Subcutaneous crovalimab given every four weeks achieves disease control in phase III COMMODORE 3 study, for people with PNH, a life-threatening blood condition

The study met its co-primary efficacy endpoints of transfusion avoidance (TA) and haemolysis control, demonstrating that participants with PNH, who have not been treated previously with complement inhibitors and who received subcutaneous crovalimab injections every four weeks, achieved disease control. The data were presented at the American Society of Hematology (ASH) congress, taking place from 10-13 December 2022.

PNH is an ultra-rare and life-threatening blood condition, where red blood cells are targeted and destroyed by the complement system — part of the innate immune system — causing symptoms such as anaemia, fatigue, blood clots and kidney disease. 3 C5 inhibitors — treatments that block part of the complement system — have been shown to be effective in treating the condition. Crovalimab has been engineered to be recycled into circulation, enabling sustained complement inhibition, and potentially reducing the treatment burden associated with currently available treatments. It is being investigated in a comprehensive clinical development programme, including five ongoing global phase III studies in PNH and other complement mediated diseases.

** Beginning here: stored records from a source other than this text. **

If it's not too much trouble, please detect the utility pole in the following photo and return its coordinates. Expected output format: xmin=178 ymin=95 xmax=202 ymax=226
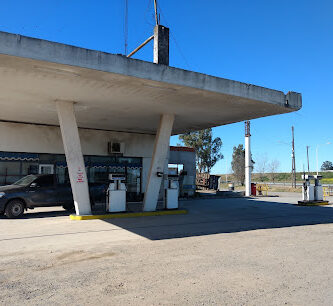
xmin=245 ymin=121 xmax=252 ymax=197
xmin=306 ymin=146 xmax=310 ymax=174
xmin=291 ymin=126 xmax=296 ymax=188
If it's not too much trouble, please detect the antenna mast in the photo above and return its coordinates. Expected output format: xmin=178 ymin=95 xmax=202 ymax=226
xmin=291 ymin=126 xmax=296 ymax=188
xmin=124 ymin=0 xmax=128 ymax=55
xmin=154 ymin=0 xmax=158 ymax=25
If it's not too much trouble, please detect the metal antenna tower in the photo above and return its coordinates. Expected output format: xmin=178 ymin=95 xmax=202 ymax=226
xmin=306 ymin=146 xmax=310 ymax=174
xmin=291 ymin=126 xmax=296 ymax=188
xmin=124 ymin=0 xmax=128 ymax=55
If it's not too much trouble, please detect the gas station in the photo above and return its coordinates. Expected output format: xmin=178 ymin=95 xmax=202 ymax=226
xmin=0 ymin=29 xmax=302 ymax=215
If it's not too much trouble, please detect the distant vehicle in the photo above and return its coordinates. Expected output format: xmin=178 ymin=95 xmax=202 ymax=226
xmin=0 ymin=174 xmax=106 ymax=218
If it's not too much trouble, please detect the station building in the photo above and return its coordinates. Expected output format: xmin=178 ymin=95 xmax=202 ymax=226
xmin=0 ymin=29 xmax=302 ymax=215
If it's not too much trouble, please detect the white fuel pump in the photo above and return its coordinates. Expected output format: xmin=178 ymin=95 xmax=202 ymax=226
xmin=164 ymin=175 xmax=179 ymax=209
xmin=298 ymin=174 xmax=328 ymax=205
xmin=106 ymin=173 xmax=126 ymax=212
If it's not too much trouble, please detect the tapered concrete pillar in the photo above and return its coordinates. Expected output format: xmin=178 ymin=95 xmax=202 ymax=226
xmin=143 ymin=114 xmax=175 ymax=211
xmin=56 ymin=101 xmax=91 ymax=215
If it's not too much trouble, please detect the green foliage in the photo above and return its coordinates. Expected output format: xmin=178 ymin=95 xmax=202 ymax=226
xmin=179 ymin=128 xmax=223 ymax=173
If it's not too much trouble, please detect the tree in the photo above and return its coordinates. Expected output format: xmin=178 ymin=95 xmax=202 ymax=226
xmin=268 ymin=159 xmax=280 ymax=183
xmin=179 ymin=128 xmax=223 ymax=173
xmin=231 ymin=144 xmax=245 ymax=185
xmin=321 ymin=160 xmax=333 ymax=171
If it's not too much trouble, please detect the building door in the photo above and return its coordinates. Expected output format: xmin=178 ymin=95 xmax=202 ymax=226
xmin=38 ymin=164 xmax=54 ymax=174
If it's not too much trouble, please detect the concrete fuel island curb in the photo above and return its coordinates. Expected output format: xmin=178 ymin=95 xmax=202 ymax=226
xmin=69 ymin=209 xmax=188 ymax=220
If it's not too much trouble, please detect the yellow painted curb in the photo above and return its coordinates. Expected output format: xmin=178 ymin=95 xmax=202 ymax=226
xmin=69 ymin=209 xmax=187 ymax=220
xmin=297 ymin=201 xmax=330 ymax=206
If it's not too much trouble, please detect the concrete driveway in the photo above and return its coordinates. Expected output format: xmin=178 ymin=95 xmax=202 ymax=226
xmin=0 ymin=193 xmax=333 ymax=305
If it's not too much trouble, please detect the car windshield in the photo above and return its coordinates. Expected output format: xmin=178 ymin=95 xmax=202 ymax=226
xmin=13 ymin=175 xmax=37 ymax=186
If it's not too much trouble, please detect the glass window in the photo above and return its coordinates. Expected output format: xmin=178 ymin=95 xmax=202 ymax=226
xmin=56 ymin=166 xmax=70 ymax=185
xmin=35 ymin=175 xmax=54 ymax=187
xmin=118 ymin=157 xmax=141 ymax=165
xmin=14 ymin=175 xmax=37 ymax=186
xmin=89 ymin=167 xmax=109 ymax=183
xmin=21 ymin=161 xmax=38 ymax=175
xmin=126 ymin=168 xmax=141 ymax=194
xmin=0 ymin=161 xmax=21 ymax=184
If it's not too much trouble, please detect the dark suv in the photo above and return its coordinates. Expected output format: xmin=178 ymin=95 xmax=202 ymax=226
xmin=0 ymin=174 xmax=106 ymax=218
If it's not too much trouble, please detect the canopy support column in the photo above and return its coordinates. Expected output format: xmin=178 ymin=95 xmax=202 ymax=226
xmin=143 ymin=114 xmax=175 ymax=211
xmin=56 ymin=101 xmax=91 ymax=215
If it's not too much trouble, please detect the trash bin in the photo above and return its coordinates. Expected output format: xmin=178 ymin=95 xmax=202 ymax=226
xmin=251 ymin=183 xmax=257 ymax=196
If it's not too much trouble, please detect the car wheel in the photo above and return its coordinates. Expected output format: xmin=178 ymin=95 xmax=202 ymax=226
xmin=5 ymin=200 xmax=25 ymax=219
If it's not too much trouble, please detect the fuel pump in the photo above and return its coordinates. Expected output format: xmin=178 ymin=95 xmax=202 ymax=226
xmin=164 ymin=174 xmax=179 ymax=209
xmin=298 ymin=174 xmax=328 ymax=205
xmin=106 ymin=173 xmax=126 ymax=212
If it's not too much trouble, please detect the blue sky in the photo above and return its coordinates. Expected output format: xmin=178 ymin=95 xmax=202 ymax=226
xmin=0 ymin=0 xmax=333 ymax=173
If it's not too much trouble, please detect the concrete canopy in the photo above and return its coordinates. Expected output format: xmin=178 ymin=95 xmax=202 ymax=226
xmin=0 ymin=32 xmax=302 ymax=134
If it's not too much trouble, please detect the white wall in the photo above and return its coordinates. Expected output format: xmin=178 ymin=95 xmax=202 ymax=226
xmin=0 ymin=122 xmax=155 ymax=158
xmin=0 ymin=122 xmax=155 ymax=192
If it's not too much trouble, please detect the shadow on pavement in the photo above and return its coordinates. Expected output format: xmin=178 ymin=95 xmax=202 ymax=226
xmin=103 ymin=198 xmax=333 ymax=240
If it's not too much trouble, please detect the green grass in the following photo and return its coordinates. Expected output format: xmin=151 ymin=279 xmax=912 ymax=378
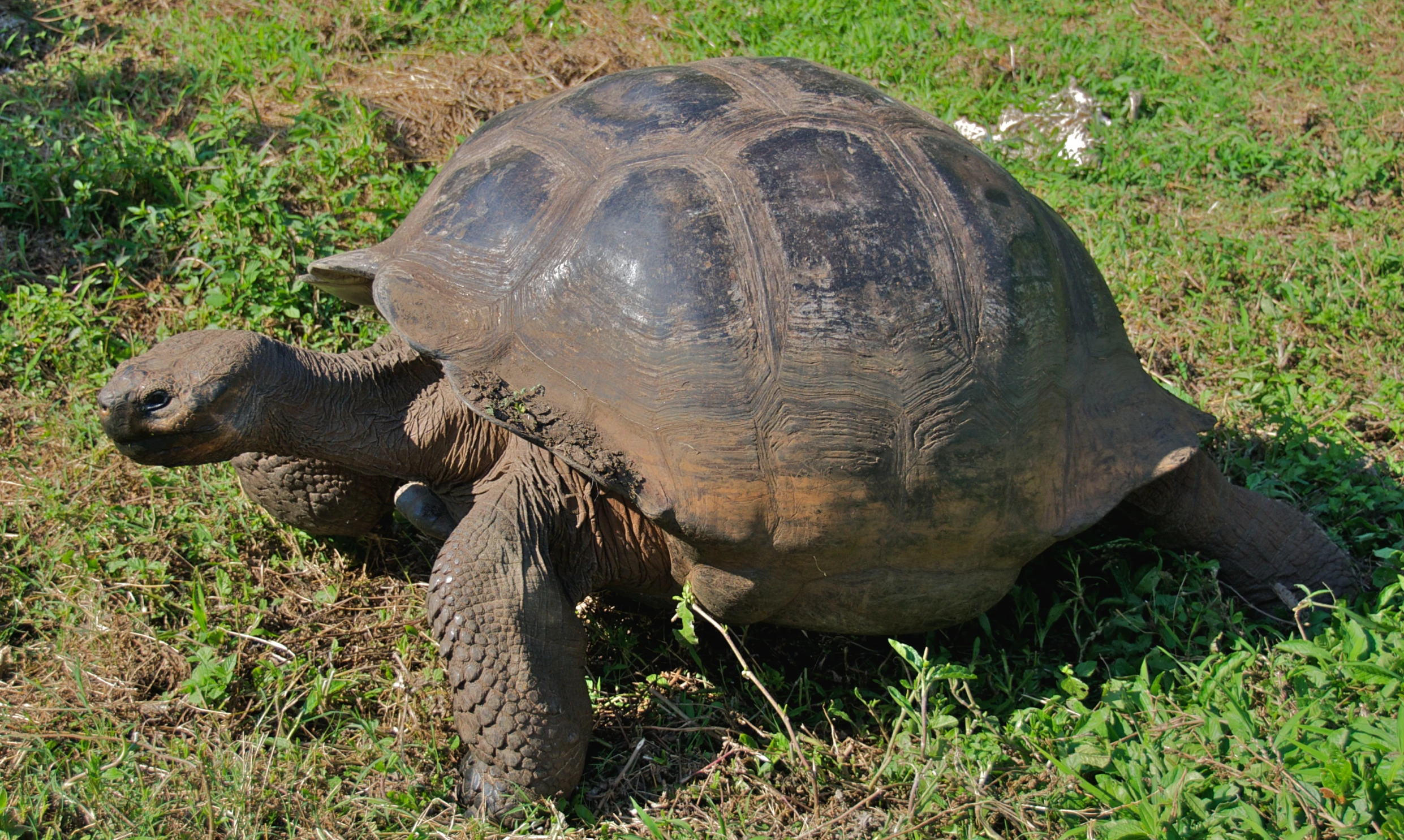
xmin=0 ymin=0 xmax=1404 ymax=839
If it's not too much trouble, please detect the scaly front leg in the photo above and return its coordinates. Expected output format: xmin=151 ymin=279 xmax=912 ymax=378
xmin=427 ymin=438 xmax=591 ymax=817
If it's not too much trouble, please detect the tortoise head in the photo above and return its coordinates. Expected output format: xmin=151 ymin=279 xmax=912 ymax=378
xmin=97 ymin=330 xmax=279 ymax=466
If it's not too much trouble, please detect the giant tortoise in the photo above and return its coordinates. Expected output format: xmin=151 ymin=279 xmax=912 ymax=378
xmin=98 ymin=58 xmax=1354 ymax=813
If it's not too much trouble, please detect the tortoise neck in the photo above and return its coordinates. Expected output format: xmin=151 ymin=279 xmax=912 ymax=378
xmin=257 ymin=334 xmax=506 ymax=486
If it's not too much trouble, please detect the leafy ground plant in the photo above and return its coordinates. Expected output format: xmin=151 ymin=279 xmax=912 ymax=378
xmin=0 ymin=0 xmax=1404 ymax=839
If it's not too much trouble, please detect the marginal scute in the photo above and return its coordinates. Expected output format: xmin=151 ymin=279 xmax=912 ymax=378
xmin=760 ymin=56 xmax=896 ymax=105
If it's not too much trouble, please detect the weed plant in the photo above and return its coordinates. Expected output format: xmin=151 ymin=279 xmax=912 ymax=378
xmin=0 ymin=0 xmax=1404 ymax=839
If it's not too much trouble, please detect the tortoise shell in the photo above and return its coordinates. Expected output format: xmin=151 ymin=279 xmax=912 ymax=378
xmin=313 ymin=58 xmax=1212 ymax=632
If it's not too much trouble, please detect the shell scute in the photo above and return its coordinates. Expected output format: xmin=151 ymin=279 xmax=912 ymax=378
xmin=562 ymin=66 xmax=740 ymax=142
xmin=424 ymin=146 xmax=556 ymax=252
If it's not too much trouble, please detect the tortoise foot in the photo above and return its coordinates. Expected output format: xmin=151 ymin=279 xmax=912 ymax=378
xmin=458 ymin=753 xmax=527 ymax=825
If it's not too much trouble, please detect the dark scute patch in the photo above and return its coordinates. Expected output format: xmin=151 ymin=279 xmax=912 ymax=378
xmin=579 ymin=169 xmax=739 ymax=338
xmin=760 ymin=58 xmax=892 ymax=105
xmin=563 ymin=67 xmax=739 ymax=140
xmin=741 ymin=128 xmax=938 ymax=317
xmin=424 ymin=146 xmax=554 ymax=252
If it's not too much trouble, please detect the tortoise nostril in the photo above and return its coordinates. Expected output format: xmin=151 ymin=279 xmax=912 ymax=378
xmin=142 ymin=389 xmax=171 ymax=412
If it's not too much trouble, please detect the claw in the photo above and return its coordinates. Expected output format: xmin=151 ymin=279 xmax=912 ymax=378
xmin=458 ymin=753 xmax=522 ymax=826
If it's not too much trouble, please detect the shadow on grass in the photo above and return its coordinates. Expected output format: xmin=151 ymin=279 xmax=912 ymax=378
xmin=577 ymin=420 xmax=1404 ymax=822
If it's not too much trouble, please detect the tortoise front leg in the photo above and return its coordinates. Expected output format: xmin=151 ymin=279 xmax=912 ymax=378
xmin=230 ymin=453 xmax=400 ymax=537
xmin=427 ymin=438 xmax=591 ymax=816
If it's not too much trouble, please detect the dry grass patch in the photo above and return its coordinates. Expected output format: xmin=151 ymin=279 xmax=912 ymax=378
xmin=335 ymin=4 xmax=667 ymax=160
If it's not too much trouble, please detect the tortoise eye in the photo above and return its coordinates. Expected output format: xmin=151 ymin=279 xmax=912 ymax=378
xmin=142 ymin=390 xmax=171 ymax=412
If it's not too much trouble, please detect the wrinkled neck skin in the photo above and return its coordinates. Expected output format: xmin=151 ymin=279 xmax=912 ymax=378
xmin=247 ymin=334 xmax=508 ymax=486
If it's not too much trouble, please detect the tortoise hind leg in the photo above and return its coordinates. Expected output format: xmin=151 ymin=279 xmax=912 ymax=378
xmin=425 ymin=438 xmax=591 ymax=817
xmin=1126 ymin=451 xmax=1358 ymax=607
xmin=230 ymin=453 xmax=399 ymax=537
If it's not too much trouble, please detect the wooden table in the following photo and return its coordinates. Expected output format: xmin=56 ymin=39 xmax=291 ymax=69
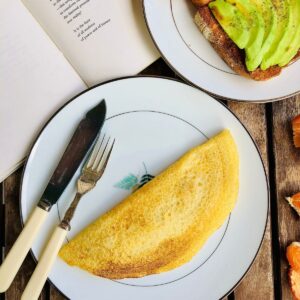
xmin=0 ymin=59 xmax=300 ymax=300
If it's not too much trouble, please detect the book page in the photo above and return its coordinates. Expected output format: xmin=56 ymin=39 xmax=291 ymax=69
xmin=23 ymin=0 xmax=158 ymax=85
xmin=0 ymin=0 xmax=86 ymax=182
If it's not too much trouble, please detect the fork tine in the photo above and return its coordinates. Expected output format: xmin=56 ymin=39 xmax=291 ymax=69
xmin=97 ymin=139 xmax=116 ymax=173
xmin=86 ymin=134 xmax=105 ymax=168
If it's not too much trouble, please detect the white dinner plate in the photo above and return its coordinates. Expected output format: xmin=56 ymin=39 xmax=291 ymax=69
xmin=144 ymin=0 xmax=300 ymax=102
xmin=20 ymin=77 xmax=268 ymax=300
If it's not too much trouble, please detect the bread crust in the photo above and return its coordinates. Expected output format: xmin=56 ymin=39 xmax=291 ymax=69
xmin=193 ymin=6 xmax=300 ymax=81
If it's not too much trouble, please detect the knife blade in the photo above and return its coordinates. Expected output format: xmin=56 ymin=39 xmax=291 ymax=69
xmin=38 ymin=100 xmax=106 ymax=210
xmin=0 ymin=100 xmax=106 ymax=293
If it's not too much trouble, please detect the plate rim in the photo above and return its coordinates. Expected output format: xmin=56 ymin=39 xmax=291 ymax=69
xmin=18 ymin=75 xmax=270 ymax=300
xmin=142 ymin=0 xmax=300 ymax=103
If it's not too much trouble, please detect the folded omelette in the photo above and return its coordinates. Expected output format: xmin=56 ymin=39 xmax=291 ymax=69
xmin=59 ymin=130 xmax=239 ymax=279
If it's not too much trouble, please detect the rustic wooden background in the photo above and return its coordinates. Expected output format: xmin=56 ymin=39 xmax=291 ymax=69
xmin=0 ymin=59 xmax=300 ymax=300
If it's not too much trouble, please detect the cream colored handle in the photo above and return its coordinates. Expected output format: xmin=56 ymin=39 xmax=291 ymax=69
xmin=0 ymin=207 xmax=48 ymax=293
xmin=21 ymin=227 xmax=67 ymax=300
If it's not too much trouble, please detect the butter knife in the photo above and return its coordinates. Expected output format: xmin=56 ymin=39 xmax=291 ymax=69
xmin=0 ymin=100 xmax=106 ymax=293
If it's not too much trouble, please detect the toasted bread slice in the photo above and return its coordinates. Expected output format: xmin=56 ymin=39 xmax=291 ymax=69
xmin=59 ymin=130 xmax=239 ymax=279
xmin=193 ymin=6 xmax=300 ymax=81
xmin=195 ymin=5 xmax=281 ymax=80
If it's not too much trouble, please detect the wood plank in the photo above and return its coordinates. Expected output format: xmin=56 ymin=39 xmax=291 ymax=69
xmin=272 ymin=96 xmax=300 ymax=300
xmin=3 ymin=170 xmax=46 ymax=300
xmin=49 ymin=283 xmax=67 ymax=300
xmin=228 ymin=102 xmax=274 ymax=300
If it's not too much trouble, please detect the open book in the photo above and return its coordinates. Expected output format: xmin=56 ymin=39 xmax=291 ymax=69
xmin=0 ymin=0 xmax=158 ymax=182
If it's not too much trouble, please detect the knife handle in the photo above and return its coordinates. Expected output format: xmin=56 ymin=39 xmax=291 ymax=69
xmin=21 ymin=227 xmax=68 ymax=300
xmin=0 ymin=207 xmax=48 ymax=293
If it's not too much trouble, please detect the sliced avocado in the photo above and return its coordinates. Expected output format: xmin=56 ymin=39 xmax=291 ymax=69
xmin=278 ymin=0 xmax=300 ymax=67
xmin=209 ymin=0 xmax=265 ymax=71
xmin=261 ymin=0 xmax=293 ymax=70
xmin=228 ymin=0 xmax=265 ymax=71
xmin=209 ymin=0 xmax=250 ymax=49
xmin=252 ymin=0 xmax=277 ymax=68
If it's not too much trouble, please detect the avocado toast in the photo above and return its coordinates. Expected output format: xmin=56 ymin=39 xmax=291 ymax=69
xmin=192 ymin=0 xmax=300 ymax=80
xmin=59 ymin=130 xmax=239 ymax=279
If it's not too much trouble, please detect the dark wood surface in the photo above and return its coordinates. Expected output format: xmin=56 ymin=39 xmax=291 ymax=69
xmin=0 ymin=59 xmax=300 ymax=300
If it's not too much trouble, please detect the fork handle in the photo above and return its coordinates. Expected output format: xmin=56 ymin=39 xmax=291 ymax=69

The COMMODORE 3 study included data from 51 participants with PNH, who received crovalimab subcutaneously every four weeks during the primary study period. Results showed that the co-primary efficacy endpoints of haemolysis control and TA, indicators of disease control, were met. The mean proportion of participants with haemolysis control from week five through to week 25 was 78.7% (95% CI: 67.8%, 86.6%). The difference between the proportion of participants with TA within 24 weeks prior to screening (0.0%) and the proportion of participants with TA from baseline through to week 25 (51.0%) was statistically significant (p<0.0001). ta is defined as people who become transfusion-free and do not require transfusion per protocol-specified guidelines. blood transfusion requirements are important clinical measures of haemolysis caused by complement dysregulation in pnh.

In addition, the proportion of participants with breakthrough haemolysis (used to measure a loss of disease control) from baseline through week 25 was 3.9% (95% CI: 0.7%, 14.6%), and the proportion of participants who achieved haemoglobin stabilisation was 51% (95% CI: 36.8%, 65.1%). A rapid and clinically meaningful improvement in fatigue status within two weeks after treatment with crovalimab was also reported and sustained over time, as measured by the FACIT-Fatigue scale. The overall safety data were consistent with the known safety profile of C5 inhibitors and underlying disease, showing that crovalimab was well-tolerated with no new safety signals identified.

Data from the COMMODORE 3 study have been submitted via China’s Centre for Drug Evaluation Breakthrough Therapy Designation pathway. This submission has been accepted under Priority Review for approval consideration in PNH by China’s National Medical Products Administration. As the availability of C5 inhibitors is extremely limited in China, there remains a high clinical need for people living with PNH there.

Data from the global crovalimab COMMODORE 1 and COMMODORE 2 PNH studies are expected in 2023. Crovalimab is being investigated as a potential treatment option for people living with PNH and other diseases such as atypical haemolytic uraemic syndrome and sickle cell disease.